A partir de algumas pontuações de J. A. Miller, nossa pesquisa procura explorar a função do escrito e da leitura no ensino de J. Lacan e alguns outros autores da literatura:

“A psicanálise não é apenas questão de escuta, listening, ela é também questão de leitura, reading. No campo da linguagem, sem dúvida, a psicanálise toma seu ponto de partida da função da palavra, mas ela se refere à escritura. Há uma distância entre falar e escrever, speaking and writing. É nesta distância que opera a psicanálise, é esta diferença que a psicanálise explora”. (J. A. Miller, Ler um sintoma)
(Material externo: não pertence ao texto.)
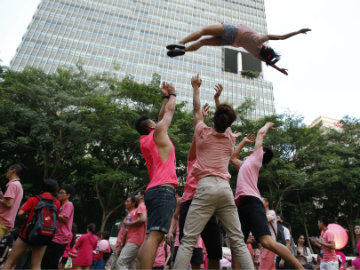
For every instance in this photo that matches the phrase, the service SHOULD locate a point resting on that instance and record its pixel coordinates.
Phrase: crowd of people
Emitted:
(162, 217)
Neste espaço aberto pela SUBVERSOS em conexão com Práticas da Letra, iremos publicar alguns textos recolhidos de nossa bibliografia, além de autores convidados e breves notícias de nossa pesquisa.

Inauguramos o espaço com um texto de Lucia Castello Branco, psicanalista e escritora, professora titular da Faculdade de Letras da UFMG e autora de livros de psicanálise e literatura.

No texto – A paixão do ler: a leitura no “amor em fracasso” – apresentado por Lúcia na Unidade de pesquisa, ela nos propõe pensar “de que maneira a leitura, tal como proposta por Blanchot, inicialmente, e por Llansol, como legência, pode nos fazer avançar nessa operação do “saber em fracasso”. A partir desta proposta Lucia nos leva ao seminário 20 de Lacan, pela mão de Espinosa e da escritora Maria Gabriela, até à função do amor, do ler e escrever.

Ana Lucia Lutterbach – Psicanalista membro da Escola Brasileira de Psicanálise e da Associação Mundial de Psicanálise, autora do livro Patu – a mulher abismada, publicado pela editora Subversos e coordenadora do unidade de pesquisa Práticas da Letra.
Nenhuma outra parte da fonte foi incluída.